This railway junction, named Claydon L& NE Junction by Network Rail, is used by freight trains, currently one a day, carrying containerised household waste from Bath and Bristol to the landfill site at Calvert,
SP6924 : Waste transfer station, Calvert Landfill Site, Calvert. The train, known irreverently as the Avon Binliner, comes from behind the camera, and has to go the transfer station for the landfill site which is 1.5km to the south along the line forking back to the right. The train therefore has to pull forward beyond the junction, the engine is uncoupled and runs ahead to beyond the distant bridge and then runs back along the other track. The engine is coupled up to this end of the train and then pulls the train down the line to the right. Here is a photograph of an engine carrying out this manoeuvre looking back from the distant bridge,
Link. This complicated manoeuvre arises from the history of these lines.
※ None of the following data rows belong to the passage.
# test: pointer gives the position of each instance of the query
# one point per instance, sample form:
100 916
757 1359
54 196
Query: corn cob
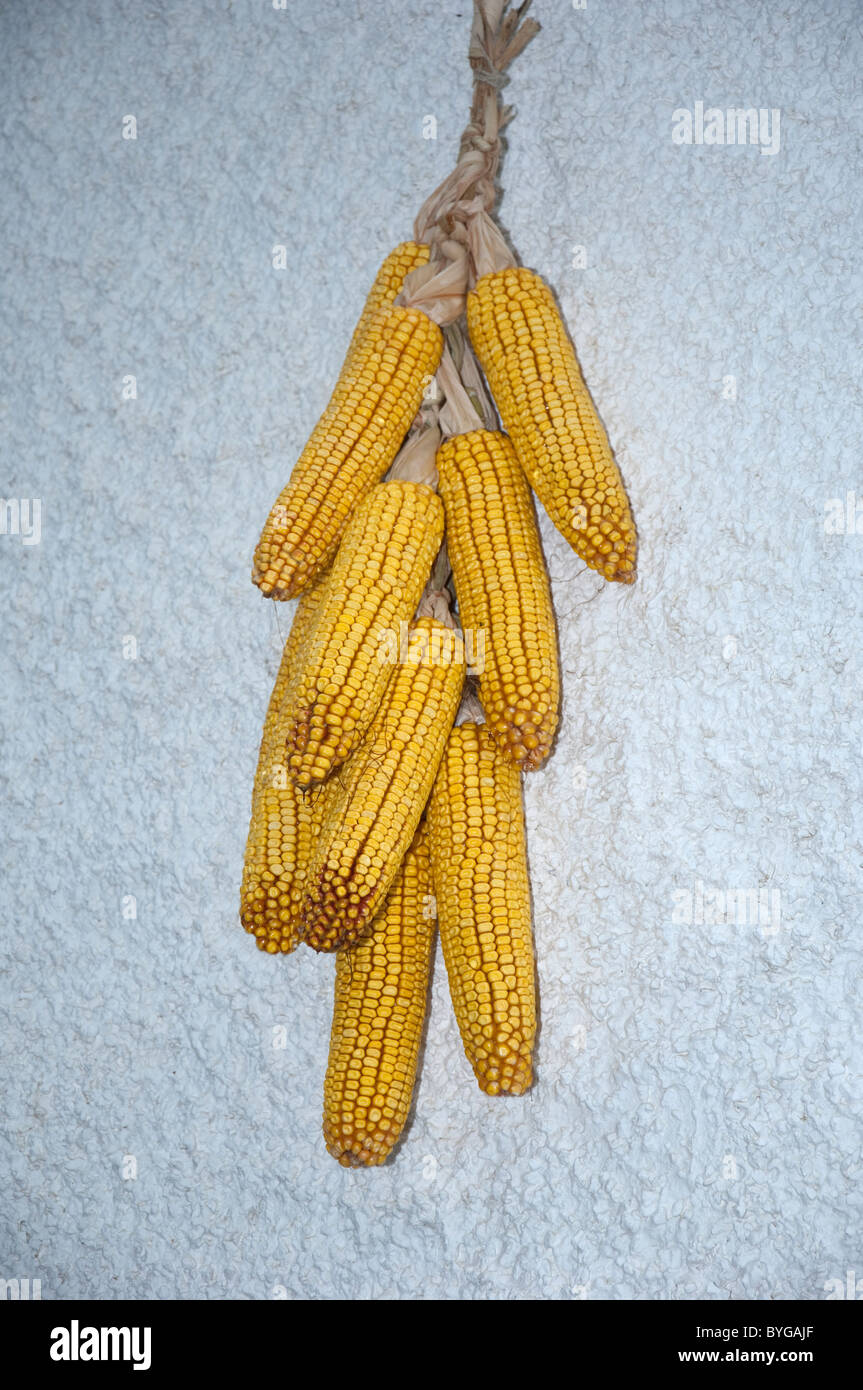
562 445
381 993
503 590
352 446
388 284
282 820
380 570
484 906
380 794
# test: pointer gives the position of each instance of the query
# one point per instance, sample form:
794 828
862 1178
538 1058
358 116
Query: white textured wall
694 1130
The track ahead, and the track behind the camera is all that remains of the double track Oxford to Bletchley railway that was constructed by the Buckinghamshire Railway Company and which opened on 1 October 1850, see
SP6825 : Railway line near Calvert. In the distance beyond the next bridge, the line becomes a single again, and has been mothballed,
SP6925 : Railway line near Steeple Claydon, so there is no access to the landfill site from the east.
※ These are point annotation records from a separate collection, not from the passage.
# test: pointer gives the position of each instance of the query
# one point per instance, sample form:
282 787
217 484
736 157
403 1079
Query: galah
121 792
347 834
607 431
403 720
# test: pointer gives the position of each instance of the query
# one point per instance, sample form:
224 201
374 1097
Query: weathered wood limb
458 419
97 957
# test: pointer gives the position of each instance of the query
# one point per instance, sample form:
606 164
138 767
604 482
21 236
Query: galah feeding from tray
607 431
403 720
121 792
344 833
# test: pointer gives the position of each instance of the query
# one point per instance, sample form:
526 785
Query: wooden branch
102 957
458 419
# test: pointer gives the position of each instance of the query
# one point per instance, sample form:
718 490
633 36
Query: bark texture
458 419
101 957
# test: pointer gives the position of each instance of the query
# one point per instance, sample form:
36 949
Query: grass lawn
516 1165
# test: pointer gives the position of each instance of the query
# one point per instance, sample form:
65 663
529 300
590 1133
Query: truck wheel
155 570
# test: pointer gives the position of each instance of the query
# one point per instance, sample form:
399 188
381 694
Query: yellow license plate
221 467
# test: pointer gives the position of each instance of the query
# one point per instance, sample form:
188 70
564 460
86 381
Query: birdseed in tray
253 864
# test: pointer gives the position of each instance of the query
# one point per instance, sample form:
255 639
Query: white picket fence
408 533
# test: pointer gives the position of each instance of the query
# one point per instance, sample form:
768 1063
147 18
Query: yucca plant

The transfer station is on the route of the former Great Central Railway, which when it opened in 1899 was the last main line twin track railway to be built,
SP6825 : Dismantled railway. However apart from this short line that comes from the transfer station at Calvert, known as the Claydon Loop, the main line going north from Calvert has been completely dismantled. In fact but for the landfill site it is doubtful if any of these lines would have remained in use.